Hounded by Brexit rows at home, British Prime Minister Theresa May yesterday met Chinese President Xi Jinping (習近平) to seek deeper trade ties after Britain leaves the EU.
May began her trip with plans to announce ￡9 billion (US$12.7 billion) in business deals, an agreement to end a ban on British beef and promises to seek more trade opportunities, but criticism in London over her domestic agenda and her handling of Britain’s contentious divorce with the EU loomed large, prompting her to declare she was “not a quitter” before her arrival.
May held talks with Xi at the Diaoyutai State Guest House after visiting an agricultural sciences academy, but there were no immediate details of their meeting.
The BBC reported that May, who was expected to raise environmental concerns, would present Xi with a box set of the network’s Blue Planet II series, with a personal message from presenter David Attenborough.
Brexit crept into her talks with Chinese Premier Li Keqiang (李克強) on Wednesday, though her Chinese counterpart reassured her that their “golden era” of relations would not be affected by London’s EU departure.
“As a trade and strategic partner of both Britain and the EU, China certainly hopes that the result [of Brexit] will be good for both sides,” said Cui Hongjian (崔洪建), director of the European studies department at the China Institute of International Studies. “If it comes to a double-lose result, that will be also unfavorable to China.”

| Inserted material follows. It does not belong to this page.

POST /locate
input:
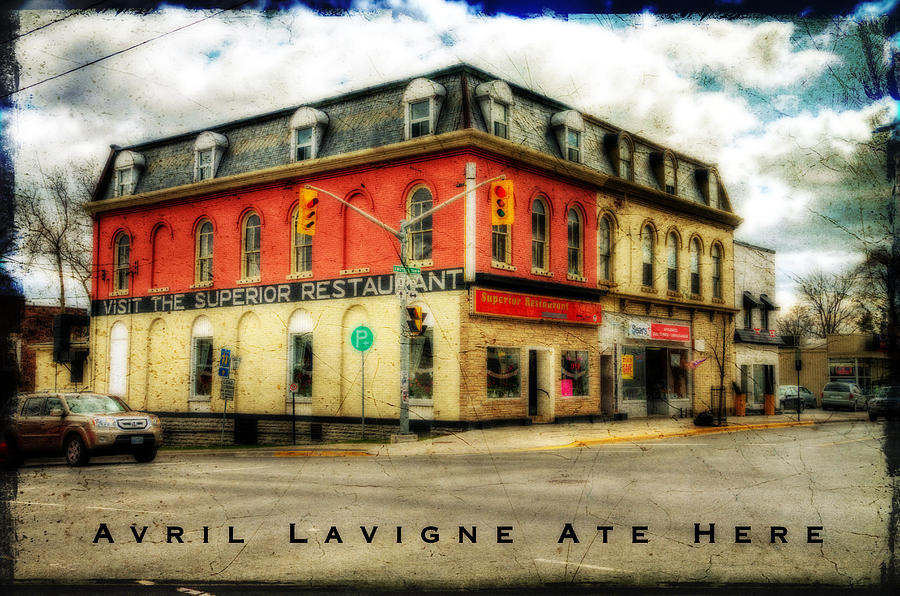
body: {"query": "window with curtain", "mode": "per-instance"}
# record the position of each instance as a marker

China worries that Britain’s EU exit would remove a pro-free-trade force from the bloc and give rise to protectionism, he said.
Wooing China is part of London’s broader strategy to seek deeper trade ties with nations beyond Europe’s borders after Britain leaves the EU next year.
Britain runs a ￡25.4 billion trade deficit with the Asian giant and only 3.1 percent of British exports go to the nation, IHS Markit Asia-Pacific chief economist Rajiv Biswas said.
“A key focus for PM May’s visit will need to be on how to improve market access for UK exports of goods and services into the Chinese market,” Biswas said.
May on Wednesday said that the two nations had agreed new measures to improve such access, including lifting a ban on British beef exports to China within six months.
She also cautiously welcomed China’s Belt and Road Initiative, a massive infrastructure project aimed at reviving ancient Silk Road trade routes, but she stressed that the two nations would continue to work together to ensure that the endeavor “meets international standards.”
The British prime minister was also under pressure to address the political situation in Hong Kong and human rights abuses in mainland China, but she had yet to make public statements about either matter during her visit, which ends in Shanghai today.
Before her trip former British governor of Hong Kong Chris Patten sent a letter to Downing Street saying the territory was facing “increasing threats to the basic freedoms, human rights and autonomy.”